His comments are pointed: under Fidesz, Hungary has slid precipitously on Transparency International’s global Corruption Perceptions Index, to be ranked as the most corrupt country in the EU. Hungary also tops the case-load for OLAF, the Brussels office that has the task of investigating misappropriation of EU development funds. Much of the money has been used to enable Fidesz’s political-clientele network.
RESTORING institutional distance between the State and religious organisations is a priority for the opposition. Constitutional changes since 2010 have de facto undone the previous church-state separation. There is a strong perception that allocation of public funds is used to reward — and punish — Churches, depending on how closely they are prepared to align with Fidesz-KDNP and mobilise voters for them. That is especially true in rural areas and among ethnic Hungarian communities in neighbouring states, where the “church vote” can make a difference.

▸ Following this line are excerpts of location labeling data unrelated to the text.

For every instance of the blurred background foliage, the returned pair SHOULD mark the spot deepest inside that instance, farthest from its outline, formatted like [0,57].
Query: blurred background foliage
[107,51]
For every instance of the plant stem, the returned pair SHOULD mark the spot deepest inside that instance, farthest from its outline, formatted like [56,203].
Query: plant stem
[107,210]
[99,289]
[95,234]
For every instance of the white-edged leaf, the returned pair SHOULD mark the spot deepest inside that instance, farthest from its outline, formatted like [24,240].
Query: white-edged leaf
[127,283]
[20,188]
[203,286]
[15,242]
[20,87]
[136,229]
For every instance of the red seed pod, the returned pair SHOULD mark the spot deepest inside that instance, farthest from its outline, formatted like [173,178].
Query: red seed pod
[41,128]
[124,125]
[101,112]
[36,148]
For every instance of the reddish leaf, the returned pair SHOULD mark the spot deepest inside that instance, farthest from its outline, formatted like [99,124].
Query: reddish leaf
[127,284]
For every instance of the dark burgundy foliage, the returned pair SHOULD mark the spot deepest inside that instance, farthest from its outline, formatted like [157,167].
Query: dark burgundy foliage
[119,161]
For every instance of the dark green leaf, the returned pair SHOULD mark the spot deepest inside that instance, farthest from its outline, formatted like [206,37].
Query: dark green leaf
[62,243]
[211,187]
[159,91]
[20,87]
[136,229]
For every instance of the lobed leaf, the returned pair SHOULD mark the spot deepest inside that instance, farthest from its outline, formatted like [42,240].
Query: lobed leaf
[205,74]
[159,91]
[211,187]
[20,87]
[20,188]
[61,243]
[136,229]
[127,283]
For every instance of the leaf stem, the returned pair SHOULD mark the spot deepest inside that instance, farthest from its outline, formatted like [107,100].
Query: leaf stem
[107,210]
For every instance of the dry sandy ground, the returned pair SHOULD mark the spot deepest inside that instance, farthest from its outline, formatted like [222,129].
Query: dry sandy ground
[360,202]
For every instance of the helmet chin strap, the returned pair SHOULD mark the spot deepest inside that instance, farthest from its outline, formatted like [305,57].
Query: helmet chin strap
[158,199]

“I strongly favour keeping the Church and the State separate. . . Hungarian churches need to be liberated from dependence on the government, for their own health,” MZP has said previously.
Whether these policies stand a chance of implementation is debatable. Polls place Fidesz and UfH close together, but a gerrymandered electoral system heavily disadvantages the opposition, and its access to the media, which are controlled overwhelmingly by Fidesz, is limited. As MZP observed last week: “If we win it will be a miracle, but we also know that miracles can happen.”
The Revd Alexander Faludy is a freelance journalist. He lives in Budapest and Cambridge.